Prepubertal periodontitis is characterised by the early onset of localized or generalised periodontitis in childhood. It may represent the first sign of a systemic disorder. In addition to undertaking local treatment, the dentist should search for systemic causes of the condition. The special tests that should be carried out initially are specified in this paper. The child is subsequently referred to a paediatric haematologist.

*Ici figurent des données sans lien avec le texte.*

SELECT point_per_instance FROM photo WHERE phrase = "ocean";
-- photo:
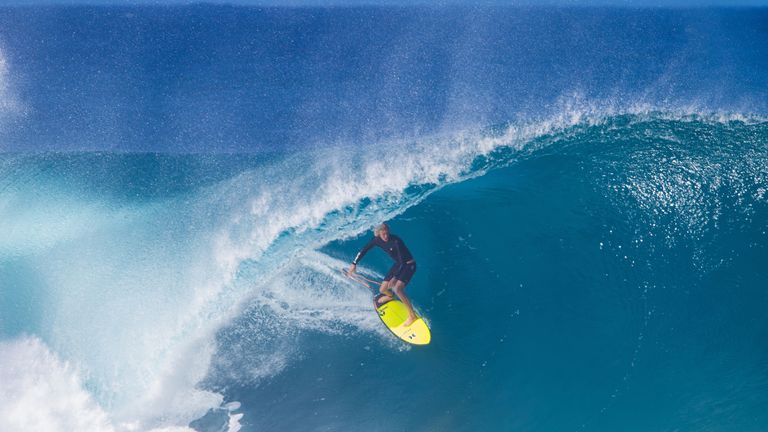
(583, 189)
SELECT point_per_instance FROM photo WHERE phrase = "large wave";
(133, 289)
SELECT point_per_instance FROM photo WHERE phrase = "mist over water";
(584, 191)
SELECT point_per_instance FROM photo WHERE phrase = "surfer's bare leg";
(400, 291)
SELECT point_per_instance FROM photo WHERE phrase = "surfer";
(400, 273)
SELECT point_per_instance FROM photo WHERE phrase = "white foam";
(39, 392)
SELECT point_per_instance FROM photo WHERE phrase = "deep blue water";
(584, 191)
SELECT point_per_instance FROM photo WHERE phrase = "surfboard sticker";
(393, 314)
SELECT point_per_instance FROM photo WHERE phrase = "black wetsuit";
(404, 266)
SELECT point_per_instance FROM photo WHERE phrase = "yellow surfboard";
(393, 314)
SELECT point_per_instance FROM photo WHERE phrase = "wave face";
(180, 187)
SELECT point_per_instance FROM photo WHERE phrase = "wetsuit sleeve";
(364, 251)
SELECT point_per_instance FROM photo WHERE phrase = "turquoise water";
(590, 223)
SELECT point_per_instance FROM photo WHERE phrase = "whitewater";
(587, 206)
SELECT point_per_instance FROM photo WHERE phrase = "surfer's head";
(382, 231)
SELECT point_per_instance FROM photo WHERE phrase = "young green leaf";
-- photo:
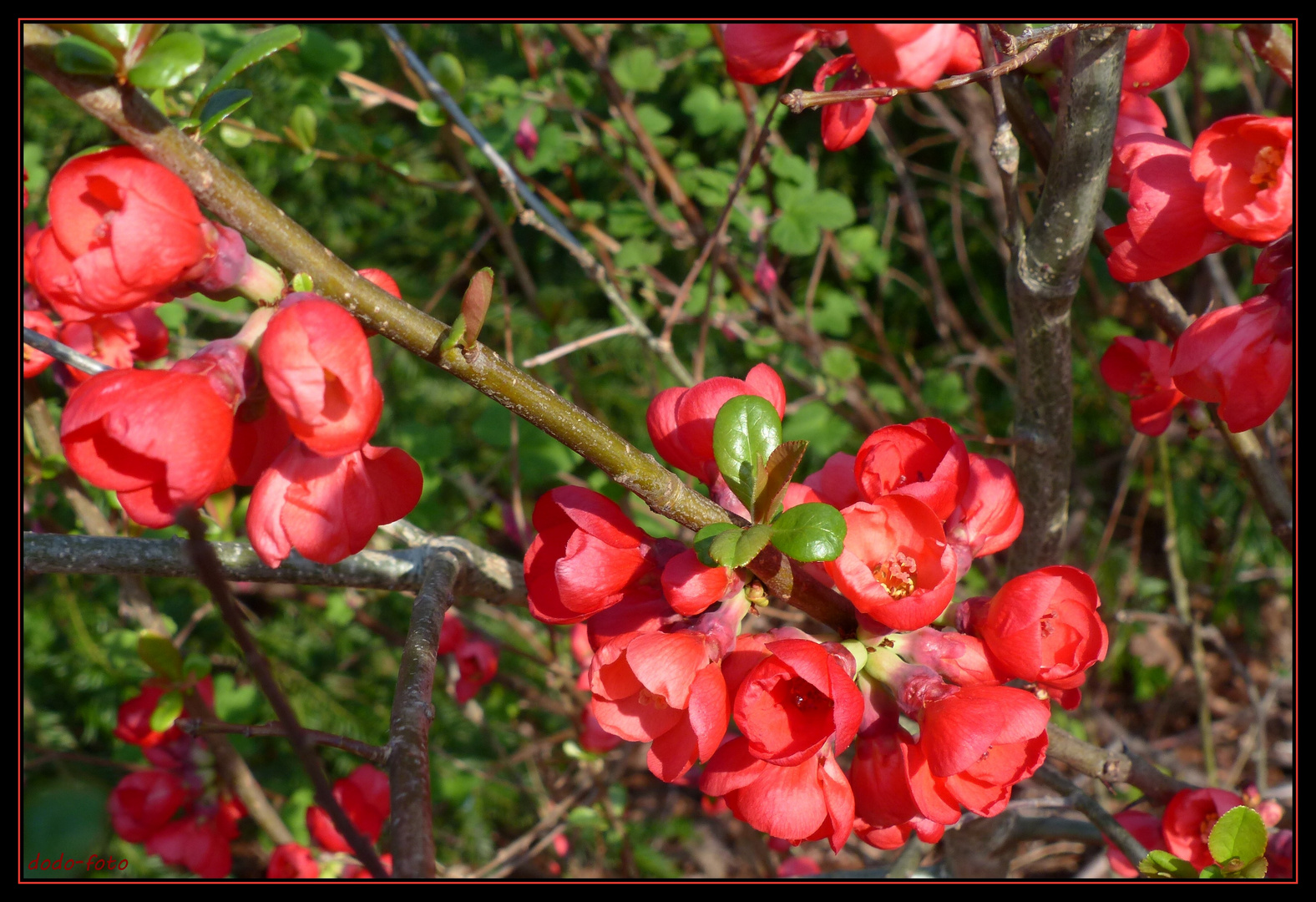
(777, 477)
(736, 548)
(78, 56)
(159, 655)
(253, 52)
(166, 712)
(747, 427)
(1162, 865)
(169, 61)
(1238, 839)
(221, 105)
(810, 532)
(704, 539)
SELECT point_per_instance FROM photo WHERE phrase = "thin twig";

The clinical examination and the special tests (including those on the immune system) are reviewed. The differential diagnosis of prepubertal periodontitis is reviewed.

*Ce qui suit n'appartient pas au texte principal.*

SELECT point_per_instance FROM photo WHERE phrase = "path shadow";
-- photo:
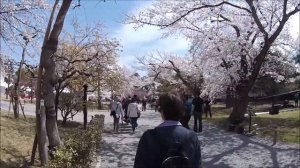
(221, 149)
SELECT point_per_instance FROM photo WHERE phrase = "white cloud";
(145, 39)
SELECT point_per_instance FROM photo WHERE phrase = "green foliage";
(79, 147)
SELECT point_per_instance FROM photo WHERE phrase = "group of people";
(171, 143)
(196, 106)
(127, 110)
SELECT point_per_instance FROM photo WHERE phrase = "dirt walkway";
(219, 148)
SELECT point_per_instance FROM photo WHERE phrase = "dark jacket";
(149, 153)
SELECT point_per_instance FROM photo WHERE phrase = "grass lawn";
(287, 123)
(17, 138)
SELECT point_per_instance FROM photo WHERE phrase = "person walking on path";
(133, 113)
(297, 99)
(197, 109)
(188, 111)
(116, 112)
(125, 104)
(156, 145)
(144, 103)
(207, 108)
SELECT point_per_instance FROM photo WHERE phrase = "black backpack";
(174, 155)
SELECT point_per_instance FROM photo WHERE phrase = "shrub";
(80, 146)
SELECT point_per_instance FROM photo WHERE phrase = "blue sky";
(111, 13)
(134, 43)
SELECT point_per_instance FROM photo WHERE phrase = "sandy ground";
(219, 148)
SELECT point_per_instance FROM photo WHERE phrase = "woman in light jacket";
(117, 107)
(133, 113)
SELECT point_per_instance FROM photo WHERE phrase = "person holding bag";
(133, 113)
(116, 112)
(169, 145)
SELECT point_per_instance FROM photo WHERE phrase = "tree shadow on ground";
(221, 149)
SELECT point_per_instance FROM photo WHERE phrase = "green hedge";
(78, 149)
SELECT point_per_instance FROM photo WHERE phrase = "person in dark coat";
(207, 108)
(188, 111)
(197, 110)
(156, 143)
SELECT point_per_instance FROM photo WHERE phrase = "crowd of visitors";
(171, 143)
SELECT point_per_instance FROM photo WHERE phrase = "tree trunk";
(229, 100)
(85, 106)
(241, 103)
(16, 98)
(56, 101)
(46, 90)
(99, 94)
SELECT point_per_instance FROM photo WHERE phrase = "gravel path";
(219, 148)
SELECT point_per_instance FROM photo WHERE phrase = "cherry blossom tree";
(173, 69)
(83, 55)
(237, 34)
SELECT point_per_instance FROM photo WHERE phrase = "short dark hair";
(171, 106)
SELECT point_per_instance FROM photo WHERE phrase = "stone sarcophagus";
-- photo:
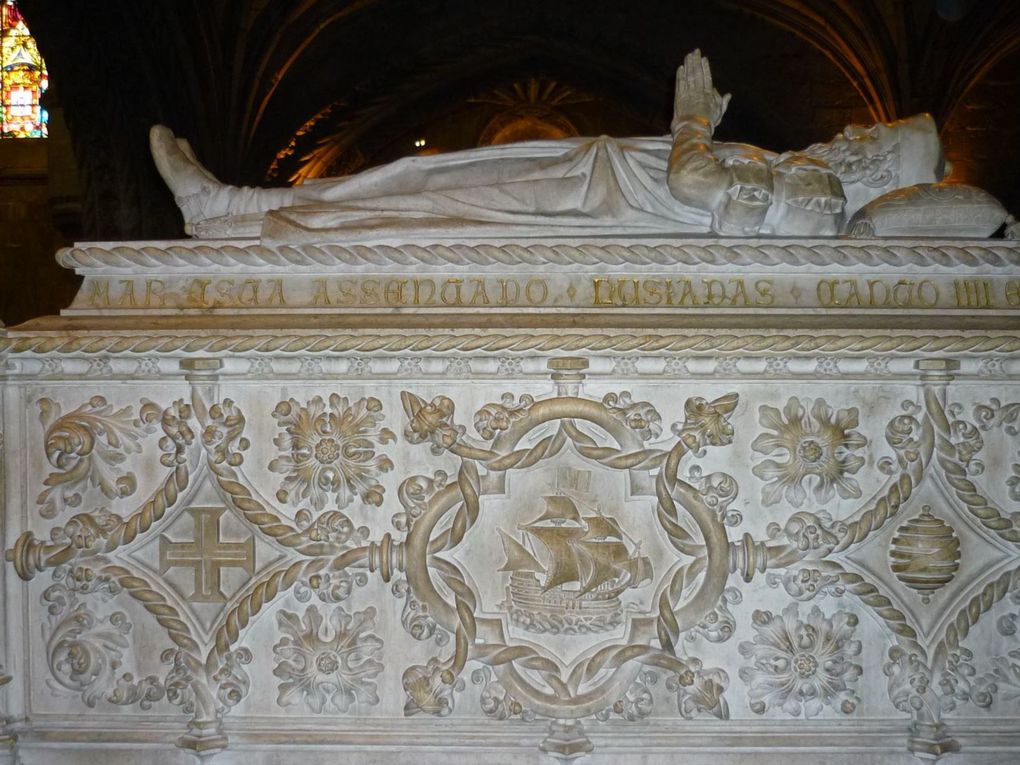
(513, 500)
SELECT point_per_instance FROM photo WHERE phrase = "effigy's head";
(870, 160)
(749, 195)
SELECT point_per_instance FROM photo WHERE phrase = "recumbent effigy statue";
(880, 180)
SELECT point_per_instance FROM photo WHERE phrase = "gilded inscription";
(681, 291)
(452, 292)
(477, 292)
(876, 293)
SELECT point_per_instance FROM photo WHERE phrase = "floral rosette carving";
(329, 670)
(87, 446)
(328, 450)
(819, 446)
(802, 666)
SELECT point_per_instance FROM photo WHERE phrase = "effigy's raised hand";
(695, 95)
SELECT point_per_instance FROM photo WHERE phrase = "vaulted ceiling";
(269, 91)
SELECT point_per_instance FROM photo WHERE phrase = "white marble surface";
(251, 543)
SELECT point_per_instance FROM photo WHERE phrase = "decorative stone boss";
(882, 180)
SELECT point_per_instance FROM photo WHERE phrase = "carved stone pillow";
(929, 210)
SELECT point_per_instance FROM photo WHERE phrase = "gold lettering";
(873, 299)
(740, 293)
(394, 293)
(346, 288)
(154, 290)
(248, 292)
(932, 288)
(445, 291)
(197, 293)
(369, 292)
(480, 295)
(972, 294)
(223, 288)
(99, 293)
(1012, 294)
(321, 296)
(766, 295)
(428, 299)
(537, 296)
(505, 297)
(687, 292)
(903, 293)
(126, 294)
(601, 299)
(825, 290)
(715, 291)
(653, 294)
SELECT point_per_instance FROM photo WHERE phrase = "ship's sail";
(640, 568)
(602, 526)
(606, 558)
(518, 558)
(564, 561)
(589, 550)
(558, 509)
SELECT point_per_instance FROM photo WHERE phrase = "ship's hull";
(560, 611)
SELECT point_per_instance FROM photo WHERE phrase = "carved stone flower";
(431, 421)
(802, 666)
(330, 451)
(819, 448)
(327, 669)
(707, 422)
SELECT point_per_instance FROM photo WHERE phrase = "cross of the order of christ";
(206, 554)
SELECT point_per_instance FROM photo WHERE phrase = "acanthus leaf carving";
(431, 422)
(701, 691)
(493, 418)
(640, 416)
(496, 702)
(415, 617)
(86, 651)
(429, 689)
(87, 446)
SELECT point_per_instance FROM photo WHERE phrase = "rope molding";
(506, 343)
(316, 257)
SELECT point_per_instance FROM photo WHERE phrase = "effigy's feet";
(192, 185)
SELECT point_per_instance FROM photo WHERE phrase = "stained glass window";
(22, 78)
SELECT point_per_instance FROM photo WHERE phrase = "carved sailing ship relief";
(569, 568)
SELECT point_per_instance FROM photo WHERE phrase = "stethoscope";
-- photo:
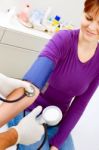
(51, 116)
(29, 93)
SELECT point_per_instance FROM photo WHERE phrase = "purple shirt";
(72, 83)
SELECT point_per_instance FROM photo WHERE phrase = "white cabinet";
(23, 40)
(19, 49)
(15, 61)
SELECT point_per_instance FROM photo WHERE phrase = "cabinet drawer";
(15, 62)
(23, 40)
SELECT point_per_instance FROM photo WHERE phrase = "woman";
(74, 77)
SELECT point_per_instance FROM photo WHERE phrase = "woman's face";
(90, 27)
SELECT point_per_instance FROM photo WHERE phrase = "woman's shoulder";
(68, 33)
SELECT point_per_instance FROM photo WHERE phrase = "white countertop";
(9, 21)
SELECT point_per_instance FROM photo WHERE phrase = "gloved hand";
(29, 129)
(7, 85)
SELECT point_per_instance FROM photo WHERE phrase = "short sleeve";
(58, 46)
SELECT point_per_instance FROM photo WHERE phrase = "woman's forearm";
(10, 110)
(8, 138)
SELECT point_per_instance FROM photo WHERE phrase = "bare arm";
(8, 138)
(10, 110)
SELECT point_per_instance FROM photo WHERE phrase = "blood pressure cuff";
(40, 72)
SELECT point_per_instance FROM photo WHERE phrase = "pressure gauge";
(51, 115)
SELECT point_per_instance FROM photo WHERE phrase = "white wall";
(86, 132)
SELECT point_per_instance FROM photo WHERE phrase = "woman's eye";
(89, 19)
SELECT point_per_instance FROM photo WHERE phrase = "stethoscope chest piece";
(51, 115)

La parodontite prépubertaire (PP) constitue une pathologie définie par Page et Schroeder en 1983 comme une atteinte du parodonte survenant pendant ou après l'éruption des dents temporaires. Ces auteurs distinguent une forme généralisée (PPG) et une forme localisée (PPL). Dans le premier cas, l'inflammation gingivale sévère s'accompagne d'hémorragies spontanées et de résorption rapide de l'os alvéolaire. Dans le second cas, l'inflammation est plus discrète et les poches parodontales limitées à une ou plusieurs dents. La liste des syndromes généraux auxquels la PPG peut être associée, proposée par Page et Schroeder en 1983, a été complétée par différents auteurs (Altman et al., 1985 ; Page et al., 1987 ; Waldrop et al., 1987 ; Watanabe, 1990) et récapitulée par Dibart en 1997. Le diagnostic clinique (fig.1) et radiologique (fig.2) de la PP est aisé à faire chez le jeune enfant, mais la recherche de l'étiologie générale est plus complexe et requiert la collaboration d'un pédiatre hématologiste. Parfois, la procédure sera inversée et le pédiatre adressera à l'odontologiste l'enfant porteur d'une pathologie déjà caractérisée pour qu'il prenne en charge les conséquences buccales de cette maladie.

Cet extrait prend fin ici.